Les Canadiens vivent de plus en plus vieux, de mieux en mieux. L'espérance de vie est de 83 ans chez les hommes qui atteignent 65 ans et de 87 ans chez les femmes. Mais au travail, le temps est resté figé dans les années 50, la décennie durant laquelle les gouvernements ont établi à 65 ans l'âge officiel de la retraite.
Dans les faits, toutefois, la retraite se prend beaucoup plus tôt. Au Québec, c'est à 60,2 %, selon l'Institut de la statistique du Québec. Partir à cet âge s'impose autant dans l'esprit des employeurs qui offrent encore des mesures incitatives à la préretraite que dans celui des salariés. Ils ont été bercés aux publicités « Liberté 55 » de l'assureur London Life, dans lesquelles un jeune rencontrait son double âgé et heureux sur une plage ensoleillé…

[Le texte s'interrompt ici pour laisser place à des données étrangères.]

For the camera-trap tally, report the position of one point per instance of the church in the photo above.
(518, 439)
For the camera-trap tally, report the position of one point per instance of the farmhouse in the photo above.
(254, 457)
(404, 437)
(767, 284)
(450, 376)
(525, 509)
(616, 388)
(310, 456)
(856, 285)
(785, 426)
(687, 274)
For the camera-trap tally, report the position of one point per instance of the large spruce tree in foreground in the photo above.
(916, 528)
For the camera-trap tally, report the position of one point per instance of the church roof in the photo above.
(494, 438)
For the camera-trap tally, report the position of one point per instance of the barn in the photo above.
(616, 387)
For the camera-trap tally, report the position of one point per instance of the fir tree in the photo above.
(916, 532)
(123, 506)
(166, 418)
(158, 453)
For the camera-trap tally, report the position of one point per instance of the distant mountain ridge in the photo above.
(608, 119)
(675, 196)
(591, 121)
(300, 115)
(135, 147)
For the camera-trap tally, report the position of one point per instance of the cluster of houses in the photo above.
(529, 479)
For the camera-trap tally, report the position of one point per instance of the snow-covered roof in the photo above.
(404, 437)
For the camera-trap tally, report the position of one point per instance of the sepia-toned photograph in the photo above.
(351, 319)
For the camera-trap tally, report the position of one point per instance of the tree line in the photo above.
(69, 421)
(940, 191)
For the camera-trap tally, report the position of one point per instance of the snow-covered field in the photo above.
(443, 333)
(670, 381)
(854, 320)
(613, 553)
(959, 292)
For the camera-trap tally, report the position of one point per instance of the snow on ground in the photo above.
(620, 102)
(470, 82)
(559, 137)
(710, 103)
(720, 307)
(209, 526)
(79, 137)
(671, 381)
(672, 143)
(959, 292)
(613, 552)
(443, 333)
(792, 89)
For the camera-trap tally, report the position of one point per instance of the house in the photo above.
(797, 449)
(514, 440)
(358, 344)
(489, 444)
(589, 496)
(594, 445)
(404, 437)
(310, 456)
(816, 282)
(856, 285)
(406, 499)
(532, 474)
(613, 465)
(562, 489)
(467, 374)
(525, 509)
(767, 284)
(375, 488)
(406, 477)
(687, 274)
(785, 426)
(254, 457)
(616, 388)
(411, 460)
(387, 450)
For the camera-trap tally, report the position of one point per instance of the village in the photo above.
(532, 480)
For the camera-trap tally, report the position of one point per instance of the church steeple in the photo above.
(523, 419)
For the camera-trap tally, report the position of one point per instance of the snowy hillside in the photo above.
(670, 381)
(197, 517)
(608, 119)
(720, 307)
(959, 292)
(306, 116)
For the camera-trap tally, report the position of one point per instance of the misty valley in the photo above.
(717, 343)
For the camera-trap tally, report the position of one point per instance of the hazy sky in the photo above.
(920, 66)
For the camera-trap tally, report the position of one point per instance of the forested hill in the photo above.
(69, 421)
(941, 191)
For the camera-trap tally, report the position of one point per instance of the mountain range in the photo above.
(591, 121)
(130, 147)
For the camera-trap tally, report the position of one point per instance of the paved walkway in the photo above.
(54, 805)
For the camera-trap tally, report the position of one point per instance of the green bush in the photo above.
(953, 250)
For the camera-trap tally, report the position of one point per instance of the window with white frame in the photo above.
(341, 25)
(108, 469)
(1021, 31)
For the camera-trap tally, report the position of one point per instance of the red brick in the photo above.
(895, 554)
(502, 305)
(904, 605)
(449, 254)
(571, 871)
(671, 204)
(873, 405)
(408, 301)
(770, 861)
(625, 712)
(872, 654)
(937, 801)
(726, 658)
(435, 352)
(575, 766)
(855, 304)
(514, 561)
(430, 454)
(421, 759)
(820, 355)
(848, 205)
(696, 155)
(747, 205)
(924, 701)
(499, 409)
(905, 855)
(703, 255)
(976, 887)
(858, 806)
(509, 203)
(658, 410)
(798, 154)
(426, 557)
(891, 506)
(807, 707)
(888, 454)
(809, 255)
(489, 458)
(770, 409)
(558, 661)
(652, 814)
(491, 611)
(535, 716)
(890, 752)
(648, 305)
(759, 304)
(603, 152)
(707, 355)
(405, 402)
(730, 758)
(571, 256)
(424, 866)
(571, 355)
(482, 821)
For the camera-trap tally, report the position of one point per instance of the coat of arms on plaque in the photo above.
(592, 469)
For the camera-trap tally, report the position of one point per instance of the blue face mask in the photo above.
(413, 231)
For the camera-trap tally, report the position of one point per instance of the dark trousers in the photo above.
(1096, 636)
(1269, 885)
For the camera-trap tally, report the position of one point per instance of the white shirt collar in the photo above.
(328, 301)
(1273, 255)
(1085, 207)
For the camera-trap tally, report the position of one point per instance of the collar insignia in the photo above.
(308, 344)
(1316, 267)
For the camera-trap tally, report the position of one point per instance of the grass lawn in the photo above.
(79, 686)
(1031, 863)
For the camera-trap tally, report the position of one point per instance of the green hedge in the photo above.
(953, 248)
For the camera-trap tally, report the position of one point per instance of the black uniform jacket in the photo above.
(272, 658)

Raymonde Keroack, 62 ans, a longtemps cru à ce rêve. Cet ancien dirigeant de la Banque Nationale du Canada se souvient d'avoir vu son père, représentant en bois d'œuvre, s'échiner jusqu'à 70 ans. « C'était imprégné dans ma tête que je devais partir à 60 ans », raconte cet ex-vice-président aux services aux entreprises pour les régions de Laval, de l'Outaouais et du nord du Québec.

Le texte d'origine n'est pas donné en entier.